Tomó asiento en una de las bancas del parque, la tarde estaba por caer y pudo, al fin, tomar un profundo respiro parecido a los que tomaba cuando hablaba con la mujer del sombrero. Miró a su alrededor a las parejas caminar tomadas de la mano, a mujeres haciendo ejercicio, a ancianos sentados mientras comían un helado y ahí, por un instante, se sintió parte de ese mundo. Echando su cabeza para atrás vio las copas de los árboles anidar a los pájaros que, entre esas hojas, tenían un hogar, y sintió la necesidad de estar mirándolos con ella a su lado, de acogerla entre sus manos para después llegar a casa y preparar la cena juntos, de sentir lo que era no necesitar del alcohol, como ya lo había sentido, pero esta vez quería que esa sensación fuera para siempre. En su alma existía la impotencia de no poder ser un hombre normal. Esa cárcel que tenía por cuerpo limitaba todo su espíritu porque él, de niño, había tenido anhelos, incluso luego de romperse la nariz él seguía anhelando tener una madre amorosa que en vez de golpearle mientras lo reprendía por la sangre en la regadera, se preocupara por él, por su nariz, y que la sangre por limpiar fuera lo menos importante. Su mamá, cuando no tenía episodios de demencia, era amorosa, jugaba con él y le platicaba muchas, muchísimas historias que alimentaban una pequeña imaginación, aquella que, al crecer Mateo, se haría la mente de un escritor. Él, de niño, anhelaba como cualquier otro la llegada de la Navidad, aun después de sus dos años, después de la muerte de sus papás y de su abuelo, en esa casa de locos en la que le había tocado crecer, anhelaba la Navidad, al menos una, sólo una, sin golpes. Mateo a veces se preguntaba qué hubiera sentido su mamá si lo hubiera visto crecer, ser un hombre que persiguió el anhelo de escribir, también se preguntaba qué sería de él si no hubiera sido alcohólico, si no estuviera volviéndose loco. Envidiaba, porque lo hacía, a la gente normal, a los niños con una mamá y un papá, a la normalidad.

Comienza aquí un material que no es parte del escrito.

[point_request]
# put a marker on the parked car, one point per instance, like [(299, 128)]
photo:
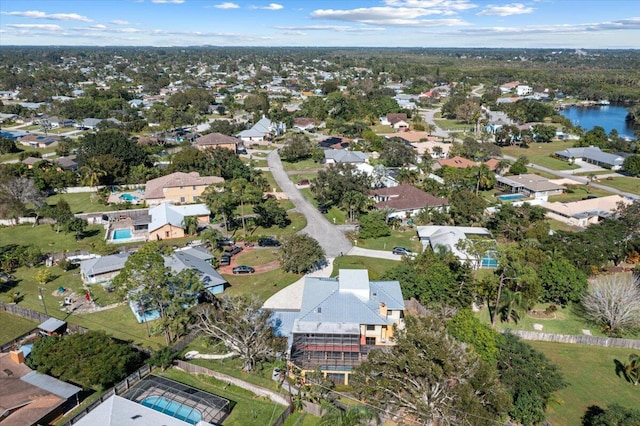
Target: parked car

Poco a poco los pájaros que en los árboles revoloteaban dejaban de verse, la noche, al fin, había caído y Mateo tenía que volver a casa, pese a no querer. Su mano no dejaba de jugar con el boleto de camión que estaba en la bolsa de su abrigo, era sentirlo lo que mantenía la seguridad de haber vivido un episodio de demencia que le había conducido a él. Pensaba que, a lo mejor, su subconsciente, al querer encontrar de nuevo a la mujer del sombrero, lo había impulsado, a través de esa alucinación, a correr para comprar su boleto, por lo tanto, no tenía nada que temer. Recobró la fuerza para levantarse e ir a casa listo para enfrentarse de nuevo con su mente.

Abrió la puerta con su mano trémula, primero asomó sus ojos sin ver nada raro, luego pasó con cautela y el corazón le dio un vuelvo cuando sus perros aparecieron moviendo sus colas, babeando y ladrando, como siempre, ahí. Mateo finalmente pudo volver a respirar. Encendió las luces y vio que de nuevo sus perros habían ensuciado los pisos con popó, mas no le molestó, ya que eso era mejor que ser reprendido por su perro. Dejó las llaves botadas en el escritorio y de él sacó la botella de wiski, en un intento más por recuperar su vida, la aventó al bote de basura pretendiendo que no volvería a tomar nunca, ora sí, jamás, al menos quería ir, diría él, limpio para verla.

Su cabeza se hallaba aturdida aún, las ideas no estaban del todo claras, lo único que sabía era que tenía un boleto de ochocientos pesos para ir a una ciudad desconocida, con una mujer desconocida y con un miedo terrible, sin embargo, no daría vuelta atrás. Mateo estaba más que dispuesto a ir, no sabía cómo, no tenía idea de lo que le diría en su encuentro, al contrario, estaba lleno de inseguridades, desde pensar si su prominente nariz le disgustaría a ella o si acaso sería su estatura un impedimento, aunque, ni la inseguridad más relevante en él lo iba a detener.